The game of nerves is starting today in Piran Bay: The tension is rising, fishermen received instructions on how to behave
Croatia does not recognize this decision and refuses to implement it, while Slovenia has announced that it will act upon the decision and they have adopted a number of accompanying laws for this purpose
The deadline for the application of the arbitration decision on the border between the sea and land between Slovenia and Croatia expires today, and while Ljubljana announced that it will begin implementing this decision, Zagreb opposes it and calls for the abstention from any application of unilateral measures, which, as they warned, they could lead to incidents.
According to Croatian media reports, Istrian fishermen sailed early this morning to pick up their nets in the Piran Bay, on Savudrija Wave, as the bay is called by the Croats, there are no incidents, but there are tensions.
Zagreb's Vecernji list newspaper says that a new period begins in relationships between Croatia and Slovenia which will show if the two parties are mature enough, and the question arises, what if there are incidents? Croatian police are obliged to guard its state border and it will do so.
Six months are expiring today since the court made a decision on the border, which should be applied from today. That, however, didn't happen. Croatia does not recognize this decision and refuses to implement it, while Slovenia has announced that it will act upon the decision and they have adopted a number of accompanying laws for this purpose.
Since Slovenia insists on the implementation of the decision and rejects Croatian calls for dialogue and bilateral agreement, there is obviously a nerves game in which both sides will closely monitor the actions of the other party, Vecernji writes.
After the last meeting of the two prime ministers, Miro Cerar and Andrej Plenkovic in Zagreb last week, Slovenia remained with the attitude to implement the decision within the deadline and they prepared the set of laws which will be adopted in the parliament in the meantime. That set of laws takes effect today and the key is the one which enters Croatian border into official records of borders and the one in ground registers.
The Marine Fisheries Act predicts issuing of commercial fishing licenses. With these permits, Slovenian fishermen could fish up to Lim Canal, and Croats in Slovenian territorial sea.
The last of a series of laws regulate the rights of the population in the part that "belonged" to Croatia. It is primarily a land where the arbitration court accepted the Croatian request that the borderline follows the cadastral border.

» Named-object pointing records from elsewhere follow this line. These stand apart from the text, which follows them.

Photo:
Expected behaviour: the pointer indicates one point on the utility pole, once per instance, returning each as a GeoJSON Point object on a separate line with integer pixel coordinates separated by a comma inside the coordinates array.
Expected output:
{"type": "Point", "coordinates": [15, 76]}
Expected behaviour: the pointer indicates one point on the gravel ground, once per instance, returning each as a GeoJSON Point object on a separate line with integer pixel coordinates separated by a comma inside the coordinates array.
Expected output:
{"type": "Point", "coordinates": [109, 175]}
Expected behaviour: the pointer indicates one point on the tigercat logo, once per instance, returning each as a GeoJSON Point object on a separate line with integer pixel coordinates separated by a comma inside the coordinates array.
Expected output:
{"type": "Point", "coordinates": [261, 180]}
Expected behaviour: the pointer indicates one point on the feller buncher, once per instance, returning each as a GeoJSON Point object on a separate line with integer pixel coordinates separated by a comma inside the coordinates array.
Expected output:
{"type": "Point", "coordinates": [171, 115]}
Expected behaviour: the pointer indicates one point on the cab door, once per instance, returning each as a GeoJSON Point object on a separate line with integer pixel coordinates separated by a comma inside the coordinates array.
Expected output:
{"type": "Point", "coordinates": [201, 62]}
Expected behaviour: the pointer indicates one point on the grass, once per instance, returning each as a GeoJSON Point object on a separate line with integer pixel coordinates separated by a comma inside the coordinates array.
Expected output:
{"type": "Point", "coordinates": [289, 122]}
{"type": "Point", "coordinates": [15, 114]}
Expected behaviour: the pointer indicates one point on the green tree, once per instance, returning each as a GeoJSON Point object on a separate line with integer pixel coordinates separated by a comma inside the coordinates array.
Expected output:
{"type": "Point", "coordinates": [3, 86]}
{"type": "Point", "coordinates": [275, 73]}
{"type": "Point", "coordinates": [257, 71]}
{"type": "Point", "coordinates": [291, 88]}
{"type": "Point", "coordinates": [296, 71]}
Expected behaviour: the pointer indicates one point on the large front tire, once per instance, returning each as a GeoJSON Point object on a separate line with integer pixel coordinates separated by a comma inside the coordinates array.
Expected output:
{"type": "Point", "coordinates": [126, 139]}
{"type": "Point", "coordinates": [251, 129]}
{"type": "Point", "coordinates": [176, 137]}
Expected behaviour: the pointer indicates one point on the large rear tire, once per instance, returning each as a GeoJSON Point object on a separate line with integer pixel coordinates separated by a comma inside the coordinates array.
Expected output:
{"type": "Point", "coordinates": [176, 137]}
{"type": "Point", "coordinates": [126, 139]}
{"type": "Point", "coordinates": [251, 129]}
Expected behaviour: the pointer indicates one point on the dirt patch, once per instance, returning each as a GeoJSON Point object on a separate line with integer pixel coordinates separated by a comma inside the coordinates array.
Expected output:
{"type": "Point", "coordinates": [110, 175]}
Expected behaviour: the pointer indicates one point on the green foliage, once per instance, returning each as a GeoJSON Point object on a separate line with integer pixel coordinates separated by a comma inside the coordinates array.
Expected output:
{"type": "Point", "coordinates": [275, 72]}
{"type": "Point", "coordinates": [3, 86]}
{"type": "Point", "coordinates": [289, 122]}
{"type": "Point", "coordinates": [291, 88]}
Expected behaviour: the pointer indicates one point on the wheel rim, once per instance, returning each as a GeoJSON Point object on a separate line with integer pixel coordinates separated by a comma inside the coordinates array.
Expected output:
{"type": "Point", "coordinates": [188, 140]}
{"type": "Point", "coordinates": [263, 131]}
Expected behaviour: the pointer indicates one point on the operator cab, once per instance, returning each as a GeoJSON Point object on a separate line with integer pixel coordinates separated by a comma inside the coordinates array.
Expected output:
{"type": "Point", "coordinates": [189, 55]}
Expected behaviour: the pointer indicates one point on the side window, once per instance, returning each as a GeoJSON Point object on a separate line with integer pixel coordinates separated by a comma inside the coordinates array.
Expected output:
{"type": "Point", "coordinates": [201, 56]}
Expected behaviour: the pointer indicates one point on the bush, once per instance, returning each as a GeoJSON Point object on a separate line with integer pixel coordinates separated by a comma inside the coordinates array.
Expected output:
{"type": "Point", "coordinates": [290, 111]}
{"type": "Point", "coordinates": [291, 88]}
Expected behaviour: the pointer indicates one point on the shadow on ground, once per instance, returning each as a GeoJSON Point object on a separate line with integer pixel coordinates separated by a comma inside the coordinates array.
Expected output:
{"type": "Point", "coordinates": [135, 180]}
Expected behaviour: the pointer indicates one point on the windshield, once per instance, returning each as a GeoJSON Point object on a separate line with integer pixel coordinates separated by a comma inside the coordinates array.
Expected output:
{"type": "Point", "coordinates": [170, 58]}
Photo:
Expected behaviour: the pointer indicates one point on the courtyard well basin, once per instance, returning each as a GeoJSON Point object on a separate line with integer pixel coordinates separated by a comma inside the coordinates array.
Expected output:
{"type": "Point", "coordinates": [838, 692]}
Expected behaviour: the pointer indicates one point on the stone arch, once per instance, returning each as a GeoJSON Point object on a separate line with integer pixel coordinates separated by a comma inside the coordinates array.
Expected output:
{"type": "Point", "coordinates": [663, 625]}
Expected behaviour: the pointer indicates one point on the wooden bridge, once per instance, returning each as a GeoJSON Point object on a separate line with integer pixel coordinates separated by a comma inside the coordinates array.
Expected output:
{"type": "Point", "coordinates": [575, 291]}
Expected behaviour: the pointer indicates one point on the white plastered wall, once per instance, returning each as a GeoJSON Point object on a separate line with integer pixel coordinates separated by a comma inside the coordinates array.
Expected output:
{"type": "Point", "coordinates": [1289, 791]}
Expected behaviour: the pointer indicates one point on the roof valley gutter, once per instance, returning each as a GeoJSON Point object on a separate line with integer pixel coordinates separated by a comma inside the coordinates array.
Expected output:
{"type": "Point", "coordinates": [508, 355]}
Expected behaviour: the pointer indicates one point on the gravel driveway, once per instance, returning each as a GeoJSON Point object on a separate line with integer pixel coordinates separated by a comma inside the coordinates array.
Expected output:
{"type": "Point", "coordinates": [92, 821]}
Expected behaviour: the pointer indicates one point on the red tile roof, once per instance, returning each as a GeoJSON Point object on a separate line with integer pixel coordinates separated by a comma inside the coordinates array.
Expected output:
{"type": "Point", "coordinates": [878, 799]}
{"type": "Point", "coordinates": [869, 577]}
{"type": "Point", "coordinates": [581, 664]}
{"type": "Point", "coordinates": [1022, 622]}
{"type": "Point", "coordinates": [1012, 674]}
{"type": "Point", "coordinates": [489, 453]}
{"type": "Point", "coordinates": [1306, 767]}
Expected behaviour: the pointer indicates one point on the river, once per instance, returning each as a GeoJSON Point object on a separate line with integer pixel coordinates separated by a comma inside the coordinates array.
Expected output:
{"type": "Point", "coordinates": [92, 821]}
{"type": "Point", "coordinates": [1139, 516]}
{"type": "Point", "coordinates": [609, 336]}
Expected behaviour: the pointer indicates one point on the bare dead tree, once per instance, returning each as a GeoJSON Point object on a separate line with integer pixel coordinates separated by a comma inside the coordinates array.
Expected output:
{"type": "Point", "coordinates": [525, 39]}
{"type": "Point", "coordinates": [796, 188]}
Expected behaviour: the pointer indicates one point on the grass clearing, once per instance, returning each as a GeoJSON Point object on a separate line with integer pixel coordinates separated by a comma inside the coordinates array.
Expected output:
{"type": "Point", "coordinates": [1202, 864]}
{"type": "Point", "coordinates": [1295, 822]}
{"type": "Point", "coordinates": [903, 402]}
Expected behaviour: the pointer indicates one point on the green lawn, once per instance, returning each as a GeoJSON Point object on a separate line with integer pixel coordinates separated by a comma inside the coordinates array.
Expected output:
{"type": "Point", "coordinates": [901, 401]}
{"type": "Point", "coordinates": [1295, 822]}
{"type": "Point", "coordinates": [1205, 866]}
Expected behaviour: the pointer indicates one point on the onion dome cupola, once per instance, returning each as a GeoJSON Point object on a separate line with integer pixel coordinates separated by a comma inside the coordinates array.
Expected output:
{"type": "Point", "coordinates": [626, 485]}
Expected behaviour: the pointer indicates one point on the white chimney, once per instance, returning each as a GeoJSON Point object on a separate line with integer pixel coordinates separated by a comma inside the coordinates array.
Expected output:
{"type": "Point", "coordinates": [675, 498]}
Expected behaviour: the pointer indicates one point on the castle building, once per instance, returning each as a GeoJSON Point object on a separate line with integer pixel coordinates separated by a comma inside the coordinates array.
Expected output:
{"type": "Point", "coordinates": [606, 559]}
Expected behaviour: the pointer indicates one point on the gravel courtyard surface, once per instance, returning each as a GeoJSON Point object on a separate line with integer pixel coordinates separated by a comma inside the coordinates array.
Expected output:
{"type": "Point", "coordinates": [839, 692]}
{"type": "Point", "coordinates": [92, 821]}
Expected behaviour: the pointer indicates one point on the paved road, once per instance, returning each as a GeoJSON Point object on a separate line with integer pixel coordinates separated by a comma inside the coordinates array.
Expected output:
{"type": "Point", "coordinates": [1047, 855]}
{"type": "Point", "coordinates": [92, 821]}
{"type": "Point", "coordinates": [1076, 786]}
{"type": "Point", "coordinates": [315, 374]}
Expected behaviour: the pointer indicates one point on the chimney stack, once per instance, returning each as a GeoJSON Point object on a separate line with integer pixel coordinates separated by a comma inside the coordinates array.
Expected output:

Slovenian prime minister Miro Cerar at the meeting in Zagreb with his Croatian colleague Plenkovic said that "it will be implemented where Croatian consent is not necessary".
"The question of all the questions is whether Slovenia will use force, especially for the demarcation in the Savudrija Wave where Croatia is pursued by the equidistance line, while Slovenians received 2/3 of the bay by the decision of the court", the newspaper writes. For experienced international lawyers, he says, there is no dilemma, something like that is considered inadmissible.
Croatia's Foreign Ministry invited Slovenia with a diplomatic note to restrain and avoid incidents.
- Violent enforcement or the imposition of a court decision on one side is contrary to international law - Professor Stefan Talmon, a lawyer, is a professor at Oxford and the University of Bonn.
Talmon deals with international public law, the resolution of international disputes and the right of the sea. He says it is obvious that pressure is exerted on Croatia by threatening the country's membership in the OECD, but also threats to sue Croatia to the EU Court for violating European law.
They draw their arguments from the annex to the Accession Agreement between the EU and Croatia referring to the fish catch, and the quotas should be applied when an arbitral decision takes effect. For Croatia, however, this argument is null and void because there are no arbitration decisions for them.
First Vice President of the European Commission, Frans Timmermans, emphasized that priority is to avoid incidents until a bilateral border agreement is reached.
Vecernji noticed that there are numerous unsolved border disputes in EU, but the states are living normally.
The unresolved border is not a problem until it is instrumentalized for political purposes, and then the temporary winners are politicians and long-term losers are the nations, the conclusion of Vecernje.
WARNING TO THE FISHERMEN
Prime Minister Plenkovic also called on the government of Ljubljana to restrain and avoid incidents, and the Istrian police held a meeting with fishermen to instruct them on how to behave at sea.
The Slovenian police in the Piran Bay warned that two Croatian fishing vessels were in illegal waters early this morning, that is, in the part of the sea that belongs to Slovenia with the arbitration decision.
According to the Croatian portal 24sata, two ships were accompanied by police, which made a buffer zone between fishermen and the Slovenian police. The fishermen returned unharmed to the harbor, and since the bad weather was announced in that part of the Adriatic, it is not expected that they will be able to sail again today.